Competition and privatization would help the environment. The environment would win because financial accountability would reverse Ontario Hydro’s dependence on megaprojects—risky, uneconomic nuclear plants, and dirty coal plants. Instead, cogeneration, which cuts both pollution and cost through energy efficiency, would flourish.

Although ecology was the last thing on Margaret Thatcher’s mind, the U.K.’s power privatization has been a stunning environmental winner. Before Thatcher’s privatization, the U.K. power monopoly relied on coal and nuclear production and was justifiably dubbed one of Europe’s worst polluters. Now, coal use is plummeting, replaced mostly by new, highly efficient natural gas-fired generators. Cogeneration and wind power, stalled in Ontario, are surging there. Privatization killed previously planned nuclear expansion. Instead, many nuclear stations are getting early retirement.

Competition and privatization will not solve all our power system’s environmental problems. However, tightening pollution rules would be easier when government is no longer in a conflict of interest as both regulator and polluter. When the U.K. government no longer owned coal stations, it imposed tough new rules requiring scrubbers on many stations. Competition here would lead clean producers to lobby for tougher pollution controls for their dirty competitors. Much stricter health and environmental controls are needed for the nuclear stations regardless of ownership.

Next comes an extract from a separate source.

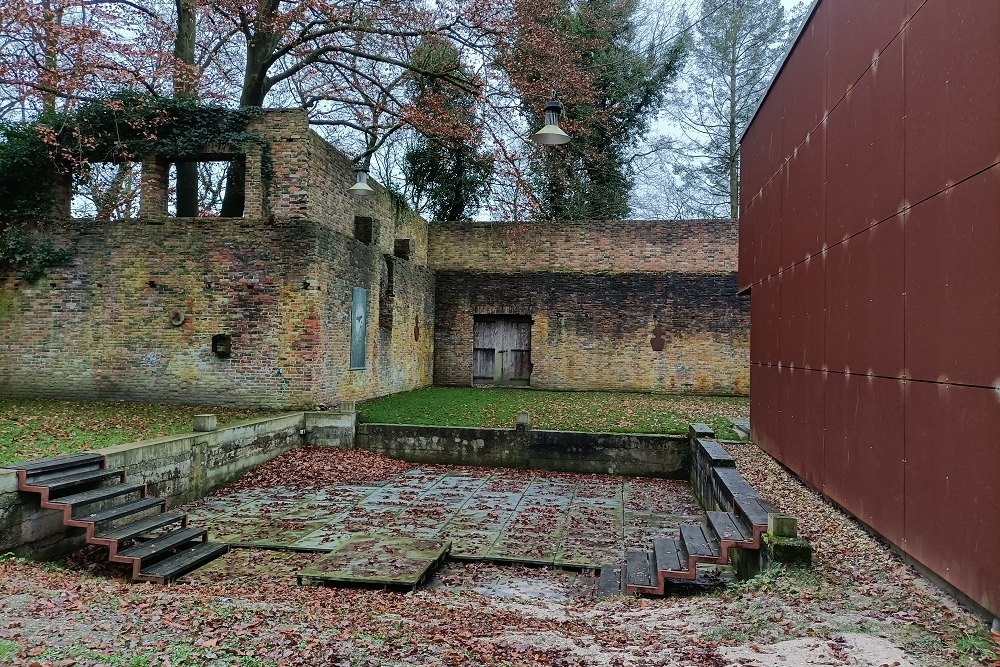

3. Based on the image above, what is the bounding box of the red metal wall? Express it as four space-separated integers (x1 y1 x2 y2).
739 0 1000 616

Ontario Hydro’s managers, perhaps hoping to shield themselves from scrutiny, would have you believe that, since declaring the biggest loss in Canadian corporate history two years ago, the company has financially "turned the corner."

Ontario Hydro’s apparent profitability is a mirage created by aggressive accounting, setting the stage for huge future losses. For example, its accountants pretend our nuclear plants will operate for 40 years, thereby stretching out the loan repayment period. However, the accountants ignore Ontario’s own experience where we now have three prematurely closed reactors. The other nuclear utilities in Canada use the more cautious approach of assuming a 30-year lifetime. Many nuclear utilities in the U.S., where 30 years of service is the standard assumption for reactor accounting, are trying to speed up debt repayment. Just two weeks ago, a major U.S. nuclear utility, Pacific Gas & Electric, requested regulatory approval to shorten the nuclear write-off time by 15 years in order to prepare for competition.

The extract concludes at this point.